Employers prefer medical transcriptionists who have completed a postsecondary
training program at a vocational school or community college.
Many medical transcriptionists telecommute from home-based offices as employees
or subcontractors for hospitals and transcription services or as self-employed,
About 4 out of 10 worked in hospitals and another 3 out of 10 worked in offices
Medical transcriptionists listen to dictated recordings made by physicians
and other health care professionals and transcribe them into medical reports,
correspondence, and other administrative material. They generally listen to
recordings on a headset, using a foot pedal to pause the recording when
necessary, and key the text into a personal computer or word processor, editing
as necessary for grammar and clarity. The documents they produce include
discharge summaries, history and physical examination reports, operative
reports, consultation reports, autopsy reports, diagnostic imaging studies,
progress notes, and referral letters. Medical transcriptionists return
transcribed documents to the physicians or other health care professionals who
dictated them for review and signature, or correction. These documents
eventually become part of patients’ permanent files.

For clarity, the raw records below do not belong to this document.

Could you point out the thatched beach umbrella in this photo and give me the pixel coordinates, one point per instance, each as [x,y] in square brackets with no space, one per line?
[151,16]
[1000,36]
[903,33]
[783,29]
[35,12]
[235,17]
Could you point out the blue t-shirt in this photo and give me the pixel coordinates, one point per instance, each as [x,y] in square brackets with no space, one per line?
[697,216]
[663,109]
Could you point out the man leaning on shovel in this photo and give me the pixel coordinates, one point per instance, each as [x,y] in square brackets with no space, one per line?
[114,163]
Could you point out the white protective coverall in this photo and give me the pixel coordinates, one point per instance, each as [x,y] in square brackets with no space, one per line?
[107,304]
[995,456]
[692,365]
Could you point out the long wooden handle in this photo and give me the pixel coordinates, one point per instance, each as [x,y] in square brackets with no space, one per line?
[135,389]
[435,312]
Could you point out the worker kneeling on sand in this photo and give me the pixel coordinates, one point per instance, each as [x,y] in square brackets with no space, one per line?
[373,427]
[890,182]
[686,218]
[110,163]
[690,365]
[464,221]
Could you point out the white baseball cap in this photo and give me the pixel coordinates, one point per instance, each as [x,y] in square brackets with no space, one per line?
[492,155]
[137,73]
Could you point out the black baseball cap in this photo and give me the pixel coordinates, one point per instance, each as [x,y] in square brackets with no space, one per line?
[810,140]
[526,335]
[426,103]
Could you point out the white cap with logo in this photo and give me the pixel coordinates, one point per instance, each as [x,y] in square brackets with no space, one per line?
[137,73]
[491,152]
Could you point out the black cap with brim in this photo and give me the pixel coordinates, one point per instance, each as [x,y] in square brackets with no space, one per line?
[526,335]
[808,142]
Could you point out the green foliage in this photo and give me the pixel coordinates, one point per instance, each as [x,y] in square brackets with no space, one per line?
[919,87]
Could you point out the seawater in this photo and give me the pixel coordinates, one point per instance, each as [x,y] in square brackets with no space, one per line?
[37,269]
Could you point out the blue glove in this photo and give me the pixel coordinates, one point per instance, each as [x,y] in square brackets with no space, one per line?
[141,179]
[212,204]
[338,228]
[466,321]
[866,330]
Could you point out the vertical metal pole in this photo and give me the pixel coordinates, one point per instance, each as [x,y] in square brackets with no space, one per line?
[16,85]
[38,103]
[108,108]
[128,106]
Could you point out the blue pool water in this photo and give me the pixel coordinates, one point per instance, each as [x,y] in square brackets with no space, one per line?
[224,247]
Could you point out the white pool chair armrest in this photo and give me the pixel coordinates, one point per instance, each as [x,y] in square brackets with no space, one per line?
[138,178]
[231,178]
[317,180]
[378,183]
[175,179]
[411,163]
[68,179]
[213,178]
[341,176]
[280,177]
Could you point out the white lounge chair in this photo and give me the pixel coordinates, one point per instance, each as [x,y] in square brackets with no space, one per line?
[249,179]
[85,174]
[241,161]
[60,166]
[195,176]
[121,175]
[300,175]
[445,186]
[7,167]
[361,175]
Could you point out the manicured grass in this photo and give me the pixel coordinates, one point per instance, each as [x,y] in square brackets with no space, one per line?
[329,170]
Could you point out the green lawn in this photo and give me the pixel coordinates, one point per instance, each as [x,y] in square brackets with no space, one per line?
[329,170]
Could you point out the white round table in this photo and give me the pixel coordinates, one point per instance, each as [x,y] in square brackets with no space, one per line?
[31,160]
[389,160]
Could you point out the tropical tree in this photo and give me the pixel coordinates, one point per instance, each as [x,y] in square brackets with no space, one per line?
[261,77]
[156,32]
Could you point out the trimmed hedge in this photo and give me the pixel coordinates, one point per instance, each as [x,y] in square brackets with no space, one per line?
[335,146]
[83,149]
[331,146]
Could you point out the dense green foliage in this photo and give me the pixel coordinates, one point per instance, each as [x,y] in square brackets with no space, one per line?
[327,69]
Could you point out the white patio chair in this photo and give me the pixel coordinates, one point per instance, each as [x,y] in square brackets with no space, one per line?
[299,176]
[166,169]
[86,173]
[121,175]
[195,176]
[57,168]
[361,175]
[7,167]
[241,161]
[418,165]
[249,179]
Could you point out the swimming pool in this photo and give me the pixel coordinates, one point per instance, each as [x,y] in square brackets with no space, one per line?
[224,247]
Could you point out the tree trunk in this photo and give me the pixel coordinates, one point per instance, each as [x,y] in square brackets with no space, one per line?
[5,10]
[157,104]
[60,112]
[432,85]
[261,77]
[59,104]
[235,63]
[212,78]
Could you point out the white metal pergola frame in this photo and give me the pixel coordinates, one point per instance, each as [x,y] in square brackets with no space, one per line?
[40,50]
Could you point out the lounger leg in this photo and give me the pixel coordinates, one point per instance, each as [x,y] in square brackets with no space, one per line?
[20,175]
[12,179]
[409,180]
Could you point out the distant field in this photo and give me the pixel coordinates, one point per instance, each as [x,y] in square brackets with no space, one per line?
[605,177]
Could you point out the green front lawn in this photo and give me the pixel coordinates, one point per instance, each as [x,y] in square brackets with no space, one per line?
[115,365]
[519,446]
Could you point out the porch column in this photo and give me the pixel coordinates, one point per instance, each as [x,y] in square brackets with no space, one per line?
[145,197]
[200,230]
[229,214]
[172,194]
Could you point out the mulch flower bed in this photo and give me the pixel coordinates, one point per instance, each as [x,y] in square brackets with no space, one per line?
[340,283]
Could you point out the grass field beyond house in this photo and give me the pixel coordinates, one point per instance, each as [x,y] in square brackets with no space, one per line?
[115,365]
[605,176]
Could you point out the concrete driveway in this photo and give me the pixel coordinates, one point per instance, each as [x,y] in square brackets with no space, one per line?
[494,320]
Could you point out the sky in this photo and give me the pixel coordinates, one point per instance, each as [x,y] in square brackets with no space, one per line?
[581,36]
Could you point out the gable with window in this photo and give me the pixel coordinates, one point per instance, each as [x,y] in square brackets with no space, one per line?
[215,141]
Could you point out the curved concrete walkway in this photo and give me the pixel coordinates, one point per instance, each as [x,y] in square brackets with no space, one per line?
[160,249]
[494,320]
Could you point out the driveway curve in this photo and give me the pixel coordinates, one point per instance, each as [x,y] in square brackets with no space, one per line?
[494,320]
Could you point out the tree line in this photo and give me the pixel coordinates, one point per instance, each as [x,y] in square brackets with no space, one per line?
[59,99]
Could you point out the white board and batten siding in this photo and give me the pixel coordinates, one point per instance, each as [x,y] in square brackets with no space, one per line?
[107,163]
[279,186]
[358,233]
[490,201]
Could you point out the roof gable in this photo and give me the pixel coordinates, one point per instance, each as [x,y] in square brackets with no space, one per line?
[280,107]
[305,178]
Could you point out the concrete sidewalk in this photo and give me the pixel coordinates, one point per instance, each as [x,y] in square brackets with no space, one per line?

To understand and accurately transcribe dictated reports into a format that is
clear and comprehensible for the reader, medical transcriptionists must
understand medical terminology, anatomy and physiology, diagnostic procedures,
pharmacology, and treatment assessments. They also must be able to translate
medical jargon and abbreviations into their expanded forms. To help identify
terms appropriately, transcriptionists refer to standard medical reference
materials—both printed and electronic; some of these are available over the
Internet. Medical transcriptionists must comply with specific standards that
apply to the style of medical records, in addition to the legal and ethical
requirements involved with keeping patient information confidential.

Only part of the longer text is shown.